D'après les travaux de recherche de Cécile Ventola, sociologue à l'Institut national d'études démographiques (INED), ce manque d'intérêt français pour la contraception masculine s'expliquerait par une succession de politiques natalistes, au contraire du Royaume-Uni qui a implanté des politiques de restriction démographique.

Un autre obstacle, évoqué par la démographe de l'Institut national de la santé et de la recherche médicale (INSERM) Mireille Le Guen, se trouve dans les représentations contemporaines de la contraception : c'est un champ clairement défini comme féminin où les hommes ne semblent pas avoir leur place.

François Crochon, sexologue clinicien, ajoute :

"Les réticences des hommes sont purement psycho-sociales, avec des représentations de la masculinité toxiquesPour la plupart, la vasectomie par exemple signifierait une perte de puissance sexuelle. C'est avant tout un problème de stéréotypes et d'idées reçues."

Des méthodes mieux maîtrisées ?

Devant un tel blocage, où trouver des praticiens susceptibles de maîtriser ces différentes méthodes en France ? "C'est pour l'instant très compliqué, reconnaît Daniel Aptekier-Gielibter.

"L'enseignement de l'andrologie médicale mérite d'être mieux organisé qu'il ne l'est actuellement", déplore le Dr Soufir en faisant allusion à la formation de médecine, dans laquelle un seul jour est consacré à la contraception... féminine. L'un des freins à la contraception des hommes reste le manque d'interlocuteurs.

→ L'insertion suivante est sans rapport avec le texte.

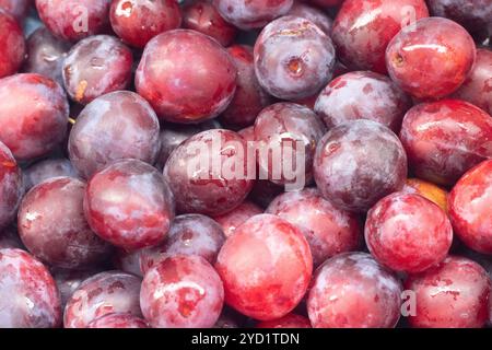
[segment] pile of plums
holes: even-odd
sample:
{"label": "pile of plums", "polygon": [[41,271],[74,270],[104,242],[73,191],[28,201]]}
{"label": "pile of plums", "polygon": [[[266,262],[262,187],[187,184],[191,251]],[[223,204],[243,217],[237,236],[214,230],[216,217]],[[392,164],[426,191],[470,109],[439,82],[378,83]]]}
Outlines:
{"label": "pile of plums", "polygon": [[0,0],[0,327],[492,324],[489,0]]}

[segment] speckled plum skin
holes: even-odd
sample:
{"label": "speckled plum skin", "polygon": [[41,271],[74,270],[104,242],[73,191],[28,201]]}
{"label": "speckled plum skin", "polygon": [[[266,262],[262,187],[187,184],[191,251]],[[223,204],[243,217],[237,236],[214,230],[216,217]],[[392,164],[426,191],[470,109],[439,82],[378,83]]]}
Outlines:
{"label": "speckled plum skin", "polygon": [[92,320],[113,313],[140,317],[141,282],[139,277],[121,271],[101,272],[86,279],[67,302],[65,328],[85,328]]}
{"label": "speckled plum skin", "polygon": [[221,315],[224,288],[199,256],[174,256],[150,269],[140,304],[153,328],[210,328]]}
{"label": "speckled plum skin", "polygon": [[405,183],[405,186],[401,189],[401,191],[406,194],[420,195],[437,205],[446,213],[448,212],[447,210],[448,192],[446,189],[437,185],[434,185],[420,178],[409,178]]}
{"label": "speckled plum skin", "polygon": [[360,219],[333,207],[315,188],[282,194],[273,199],[266,212],[302,230],[315,267],[337,254],[355,250],[362,241]]}
{"label": "speckled plum skin", "polygon": [[145,273],[167,257],[181,255],[201,256],[214,264],[225,242],[222,228],[214,220],[201,214],[176,217],[163,244],[147,248],[140,255],[141,270]]}
{"label": "speckled plum skin", "polygon": [[336,207],[365,212],[403,187],[407,155],[387,127],[354,120],[335,127],[318,143],[314,175],[323,196]]}
{"label": "speckled plum skin", "polygon": [[42,261],[68,269],[87,268],[109,256],[110,245],[91,231],[84,217],[85,183],[48,179],[27,192],[19,208],[22,242]]}
{"label": "speckled plum skin", "polygon": [[[492,9],[492,4],[491,4]],[[477,49],[477,60],[461,88],[453,97],[467,101],[492,116],[492,51]]]}
{"label": "speckled plum skin", "polygon": [[26,54],[24,35],[19,23],[0,10],[0,78],[15,73]]}
{"label": "speckled plum skin", "polygon": [[422,272],[444,260],[453,242],[446,213],[420,195],[396,192],[367,213],[365,242],[377,261],[395,271]]}
{"label": "speckled plum skin", "polygon": [[169,31],[147,45],[136,73],[137,92],[161,119],[196,124],[220,115],[236,90],[237,69],[211,37]]}
{"label": "speckled plum skin", "polygon": [[89,180],[84,212],[103,240],[139,249],[164,241],[174,219],[174,199],[156,168],[138,160],[121,160]]}
{"label": "speckled plum skin", "polygon": [[67,54],[62,78],[74,102],[86,105],[104,94],[124,90],[131,80],[131,50],[110,35],[80,40]]}
{"label": "speckled plum skin", "polygon": [[35,73],[0,80],[0,141],[20,161],[52,151],[66,137],[69,104],[51,79]]}
{"label": "speckled plum skin", "polygon": [[389,42],[411,21],[427,16],[423,0],[345,0],[331,37],[339,59],[349,68],[385,74]]}
{"label": "speckled plum skin", "polygon": [[70,161],[84,178],[121,159],[153,164],[159,132],[159,119],[149,103],[133,92],[117,91],[94,100],[80,113],[70,132]]}
{"label": "speckled plum skin", "polygon": [[260,214],[225,241],[215,269],[224,282],[227,305],[243,315],[271,320],[301,302],[313,258],[300,229],[279,217]]}
{"label": "speckled plum skin", "polygon": [[259,215],[263,210],[249,200],[245,200],[236,209],[226,214],[215,217],[215,221],[222,226],[226,237],[233,235],[234,231],[251,217]]}
{"label": "speckled plum skin", "polygon": [[489,316],[490,279],[487,271],[467,258],[449,256],[443,262],[405,283],[415,292],[418,328],[480,328]]}
{"label": "speckled plum skin", "polygon": [[294,0],[213,0],[219,13],[238,28],[248,31],[265,26],[289,12]]}
{"label": "speckled plum skin", "polygon": [[0,327],[55,328],[60,322],[60,296],[46,267],[24,250],[0,249]]}
{"label": "speckled plum skin", "polygon": [[49,178],[69,176],[78,177],[72,163],[65,158],[47,159],[26,167],[23,172],[25,191]]}
{"label": "speckled plum skin", "polygon": [[417,176],[449,186],[492,158],[492,118],[458,100],[420,104],[405,116],[400,139]]}
{"label": "speckled plum skin", "polygon": [[46,27],[62,39],[77,42],[109,27],[112,0],[36,0]]}
{"label": "speckled plum skin", "polygon": [[492,35],[492,3],[488,0],[427,0],[432,14],[458,22],[470,33]]}
{"label": "speckled plum skin", "polygon": [[19,22],[22,22],[31,2],[31,0],[0,0],[0,9],[13,15]]}
{"label": "speckled plum skin", "polygon": [[403,91],[421,100],[438,100],[455,92],[476,59],[468,32],[442,18],[422,19],[389,43],[386,65]]}
{"label": "speckled plum skin", "polygon": [[171,153],[183,142],[188,140],[194,135],[200,133],[201,131],[218,129],[221,125],[216,122],[216,119],[208,120],[196,125],[179,125],[179,124],[167,124],[161,130],[159,136],[161,140],[161,151],[159,152],[155,166],[160,170],[164,168]]}
{"label": "speckled plum skin", "polygon": [[391,328],[400,318],[401,292],[400,281],[371,255],[340,254],[316,270],[309,320],[314,328]]}
{"label": "speckled plum skin", "polygon": [[22,70],[45,75],[62,85],[63,59],[71,45],[55,37],[46,27],[40,27],[31,34],[26,44],[27,58]]}
{"label": "speckled plum skin", "polygon": [[236,27],[206,0],[195,1],[183,9],[183,26],[209,35],[224,47],[230,46],[237,34]]}
{"label": "speckled plum skin", "polygon": [[286,15],[295,15],[302,19],[309,20],[311,22],[316,24],[323,32],[325,32],[326,35],[330,35],[331,33],[333,21],[328,16],[328,14],[317,8],[308,5],[307,3],[295,1]]}
{"label": "speckled plum skin", "polygon": [[51,268],[51,275],[57,282],[60,292],[61,310],[65,310],[67,302],[72,294],[79,289],[83,281],[90,277],[99,273],[99,267],[89,270],[67,270],[60,268]]}
{"label": "speckled plum skin", "polygon": [[[214,142],[219,145],[216,149]],[[200,165],[203,160],[209,164]],[[235,172],[244,170],[247,174],[246,143],[234,131],[208,130],[181,143],[164,167],[164,177],[175,196],[177,212],[214,217],[239,206],[251,190],[254,180],[248,176],[225,177],[231,164],[239,166]]]}
{"label": "speckled plum skin", "polygon": [[356,119],[378,121],[398,132],[412,102],[391,80],[370,71],[333,79],[319,94],[315,112],[329,129]]}
{"label": "speckled plum skin", "polygon": [[241,129],[251,126],[261,109],[272,103],[272,97],[256,78],[253,48],[234,45],[227,51],[237,67],[237,89],[220,120],[229,128]]}
{"label": "speckled plum skin", "polygon": [[14,220],[22,195],[21,170],[9,148],[0,142],[0,229]]}
{"label": "speckled plum skin", "polygon": [[[268,179],[277,185],[292,184],[300,179],[290,178],[285,171],[293,172],[297,176],[304,171],[305,184],[313,180],[313,159],[316,145],[326,132],[326,127],[321,118],[312,109],[293,103],[270,105],[258,115],[254,132],[256,142],[272,150],[268,152],[260,150],[258,154],[259,168]],[[294,142],[301,142],[304,145],[304,154],[300,153],[301,150]],[[280,150],[282,154],[280,161],[277,156],[272,156],[274,150]],[[304,164],[295,164],[294,160],[301,156],[304,156]],[[288,164],[284,163],[285,159],[292,162],[292,166],[285,166]],[[277,172],[278,162],[280,162],[280,172]]]}
{"label": "speckled plum skin", "polygon": [[314,95],[331,79],[335,66],[330,37],[309,20],[292,15],[263,28],[254,56],[260,85],[282,100]]}
{"label": "speckled plum skin", "polygon": [[304,316],[289,314],[279,319],[260,322],[256,328],[311,328],[311,323]]}
{"label": "speckled plum skin", "polygon": [[143,48],[154,36],[178,28],[181,12],[176,0],[114,0],[109,20],[125,43]]}
{"label": "speckled plum skin", "polygon": [[449,217],[470,248],[492,254],[492,160],[467,172],[449,194]]}
{"label": "speckled plum skin", "polygon": [[114,313],[92,320],[87,328],[118,329],[118,328],[149,328],[143,318],[128,313]]}

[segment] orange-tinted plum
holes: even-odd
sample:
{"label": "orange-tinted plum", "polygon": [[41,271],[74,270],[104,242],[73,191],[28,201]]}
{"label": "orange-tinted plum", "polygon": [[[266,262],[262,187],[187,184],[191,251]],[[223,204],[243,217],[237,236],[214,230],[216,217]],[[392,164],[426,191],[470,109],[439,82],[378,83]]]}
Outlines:
{"label": "orange-tinted plum", "polygon": [[458,100],[420,104],[405,116],[400,139],[418,177],[449,186],[492,158],[492,117]]}

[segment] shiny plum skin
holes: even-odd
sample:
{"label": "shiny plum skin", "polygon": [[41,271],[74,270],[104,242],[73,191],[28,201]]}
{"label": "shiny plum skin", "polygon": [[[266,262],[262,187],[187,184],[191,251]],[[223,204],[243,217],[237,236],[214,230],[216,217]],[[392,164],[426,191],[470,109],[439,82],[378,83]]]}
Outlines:
{"label": "shiny plum skin", "polygon": [[24,61],[26,45],[22,28],[8,13],[0,10],[0,78],[15,73]]}
{"label": "shiny plum skin", "polygon": [[31,2],[32,0],[0,0],[0,9],[10,13],[21,23],[27,14]]}
{"label": "shiny plum skin", "polygon": [[[491,4],[492,7],[492,4]],[[454,94],[454,98],[467,101],[492,116],[492,51],[477,49],[477,60],[467,80]]]}
{"label": "shiny plum skin", "polygon": [[304,316],[289,314],[279,319],[260,322],[256,328],[311,328],[311,323]]}
{"label": "shiny plum skin", "polygon": [[420,178],[409,178],[405,183],[405,186],[401,189],[401,191],[406,194],[420,195],[437,205],[446,213],[448,212],[447,210],[448,192],[440,186],[436,186],[432,183],[425,182]]}
{"label": "shiny plum skin", "polygon": [[30,190],[44,180],[54,177],[78,177],[78,173],[67,159],[47,159],[26,167],[23,173],[24,189]]}
{"label": "shiny plum skin", "polygon": [[22,70],[45,75],[62,85],[63,59],[71,45],[55,37],[46,27],[31,34],[26,44],[27,58]]}
{"label": "shiny plum skin", "polygon": [[83,281],[99,272],[101,268],[98,267],[89,270],[51,268],[51,275],[57,282],[58,291],[60,292],[61,310],[65,310],[67,302]]}
{"label": "shiny plum skin", "polygon": [[[78,42],[109,27],[112,0],[36,0],[40,20],[57,37]],[[107,57],[106,57],[107,58]]]}
{"label": "shiny plum skin", "polygon": [[365,242],[384,266],[417,273],[444,260],[453,228],[437,205],[420,195],[396,192],[368,211]]}
{"label": "shiny plum skin", "polygon": [[492,35],[492,3],[488,0],[427,0],[432,14],[458,22],[470,33]]}
{"label": "shiny plum skin", "polygon": [[231,56],[216,40],[176,30],[149,42],[137,69],[136,86],[161,119],[197,124],[227,107],[236,90],[236,74]]}
{"label": "shiny plum skin", "polygon": [[181,143],[164,167],[177,212],[215,217],[239,206],[254,184],[246,151],[244,139],[225,129],[203,131]]}
{"label": "shiny plum skin", "polygon": [[336,207],[365,212],[403,187],[407,155],[387,127],[354,120],[335,127],[318,143],[314,175],[323,196]]}
{"label": "shiny plum skin", "polygon": [[0,141],[20,161],[52,151],[66,137],[69,104],[51,79],[35,73],[0,80]]}
{"label": "shiny plum skin", "polygon": [[418,328],[480,328],[489,316],[490,279],[467,258],[449,256],[438,266],[410,276],[405,283],[415,293]]}
{"label": "shiny plum skin", "polygon": [[74,102],[86,105],[104,94],[124,90],[131,79],[131,50],[109,35],[80,40],[67,54],[62,78]]}
{"label": "shiny plum skin", "polygon": [[468,32],[442,18],[417,21],[389,43],[386,65],[403,91],[421,100],[438,100],[455,92],[476,60]]}
{"label": "shiny plum skin", "polygon": [[0,249],[0,327],[55,328],[60,322],[60,296],[46,267],[24,250]]}
{"label": "shiny plum skin", "polygon": [[337,254],[355,250],[362,241],[360,219],[333,207],[315,188],[282,194],[266,212],[301,229],[309,243],[314,267]]}
{"label": "shiny plum skin", "polygon": [[89,180],[84,212],[103,240],[139,249],[164,241],[174,219],[174,199],[156,168],[138,160],[121,160]]}
{"label": "shiny plum skin", "polygon": [[147,322],[128,313],[114,313],[92,320],[87,328],[149,328]]}
{"label": "shiny plum skin", "polygon": [[356,119],[378,121],[398,132],[411,100],[388,77],[350,72],[333,79],[319,94],[315,112],[329,129]]}
{"label": "shiny plum skin", "polygon": [[246,220],[261,213],[263,213],[263,210],[260,207],[251,201],[245,200],[239,207],[214,219],[222,226],[225,236],[230,237]]}
{"label": "shiny plum skin", "polygon": [[155,166],[164,168],[171,153],[183,142],[201,131],[218,129],[221,126],[216,120],[209,120],[196,125],[165,125],[159,138],[161,140],[161,151],[159,152]]}
{"label": "shiny plum skin", "polygon": [[181,12],[176,0],[114,0],[109,20],[125,43],[143,48],[154,36],[178,28]]}
{"label": "shiny plum skin", "polygon": [[335,66],[330,37],[313,22],[292,15],[263,28],[254,56],[260,85],[282,100],[314,95],[331,79]]}
{"label": "shiny plum skin", "polygon": [[219,13],[236,27],[248,31],[265,26],[289,12],[294,0],[213,0]]}
{"label": "shiny plum skin", "polygon": [[22,195],[21,170],[12,152],[0,142],[0,229],[14,221]]}
{"label": "shiny plum skin", "polygon": [[141,270],[145,273],[167,257],[181,255],[201,256],[214,264],[225,242],[222,228],[214,220],[201,214],[176,217],[162,245],[147,248],[140,255]]}
{"label": "shiny plum skin", "polygon": [[149,103],[133,92],[117,91],[94,100],[80,113],[70,132],[70,161],[84,178],[121,159],[153,164],[159,132],[159,119]]}
{"label": "shiny plum skin", "polygon": [[243,315],[271,320],[306,293],[313,259],[301,230],[271,214],[250,218],[225,241],[215,269],[225,302]]}
{"label": "shiny plum skin", "polygon": [[423,0],[345,0],[331,37],[339,59],[349,68],[385,74],[389,42],[411,21],[427,16]]}
{"label": "shiny plum skin", "polygon": [[17,228],[22,242],[42,261],[67,269],[101,262],[112,247],[91,231],[83,211],[85,183],[48,179],[22,199]]}
{"label": "shiny plum skin", "polygon": [[420,104],[405,116],[400,139],[418,177],[449,186],[492,158],[492,118],[458,100]]}
{"label": "shiny plum skin", "polygon": [[316,24],[326,35],[330,35],[333,21],[321,10],[306,3],[295,1],[286,15],[295,15]]}
{"label": "shiny plum skin", "polygon": [[492,254],[492,160],[467,172],[449,194],[449,217],[470,248]]}
{"label": "shiny plum skin", "polygon": [[210,328],[222,312],[224,288],[199,256],[174,256],[150,269],[140,304],[153,328]]}
{"label": "shiny plum skin", "polygon": [[[297,186],[302,176],[302,187],[313,180],[313,159],[326,127],[312,109],[293,103],[270,105],[258,115],[254,132],[260,148],[258,165],[268,179]],[[295,163],[297,159],[304,164]]]}
{"label": "shiny plum skin", "polygon": [[209,35],[224,47],[230,46],[237,34],[237,30],[206,0],[195,1],[183,9],[183,26]]}
{"label": "shiny plum skin", "polygon": [[261,109],[271,104],[272,98],[256,78],[253,48],[234,45],[227,51],[237,67],[237,89],[220,120],[226,127],[241,129],[251,126]]}
{"label": "shiny plum skin", "polygon": [[121,271],[94,275],[82,282],[67,302],[65,328],[85,328],[104,315],[130,313],[140,317],[141,279]]}
{"label": "shiny plum skin", "polygon": [[313,278],[307,298],[311,324],[314,328],[395,327],[401,292],[400,281],[371,255],[337,255]]}

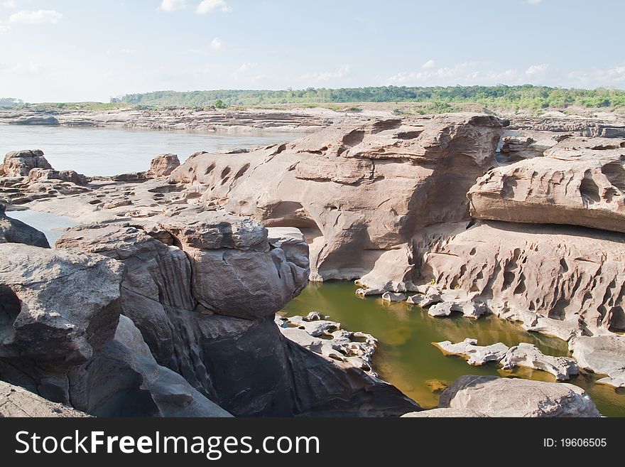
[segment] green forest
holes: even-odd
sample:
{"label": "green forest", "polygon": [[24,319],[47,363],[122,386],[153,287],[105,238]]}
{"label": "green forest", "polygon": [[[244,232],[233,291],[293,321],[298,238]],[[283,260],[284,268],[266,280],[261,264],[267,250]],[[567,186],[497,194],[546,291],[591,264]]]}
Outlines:
{"label": "green forest", "polygon": [[384,86],[305,90],[158,91],[129,94],[112,100],[146,107],[206,107],[222,108],[281,104],[330,104],[348,102],[424,102],[428,110],[453,112],[452,103],[473,103],[487,109],[511,111],[585,108],[625,109],[625,91],[614,89],[563,89],[523,85],[520,86]]}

"Aujourd'hui, la prescription de la contraception se fait majoritairement chez le gynécologue. Les hommes n'y ont pas accès, il faudrait qu'ils aient accès à d'autres médecins qui puissent prescrire la contraception masculine", confirme Mireille Le Guen.

Pour l'association Jemaya Innovations, qui commercialise les fameux boxers thermiques contraceptifs, l'avenir repose également sur une meilleure crédibilité de la part du milieu médical.

"Dès que nous aurons les agréments médicaux, un processus long et coûteux, il sera alors possible de passer par d'autres canaux de diffusion, de distribution et d'augmenter considérablement les chiffres", estime Olivier Nago, fondateur de l'association.

L'évolution de la demande est frémissante : Jemaya Innovations a réalisé 35 ventes cette année, même si ces chiffres ont doublé au regard de l'année précédente.

Une demande émergente

Erwan Taverne, auteur du blog Le boulocho, destiné à la promotion de la conception masculine, a adopté le sous-vêtement contraceptif depuis maintenant deux ans. "Je trouvais intéressant de ne pas s'en remettre systématiquement à nos partenaires dans ce domaine" explique-t-il.

Comme lui, de plus en plus d'hommes semblent prêts à prendre en charge leur contraception. Au Planning familial de Grenoble par exemple, les demandes commencent à affluer de la part d'hommes jeunes, célibataires ou en couple, avec ou sans enfants.

"Nous avons reçu une vingtaine de demandes en 2018. Ce n'était pas le cas il y a quelques années. Nous allons proposer la méthode thermique début 2019", confirme l'institution.

A ce rythme-là, ces différentes méthodes de contraception masculine pourraient être prescrites en 2050. Mais peut-être pas encore aussi naturellement que la pilule ou le stérilet aujourd'hui.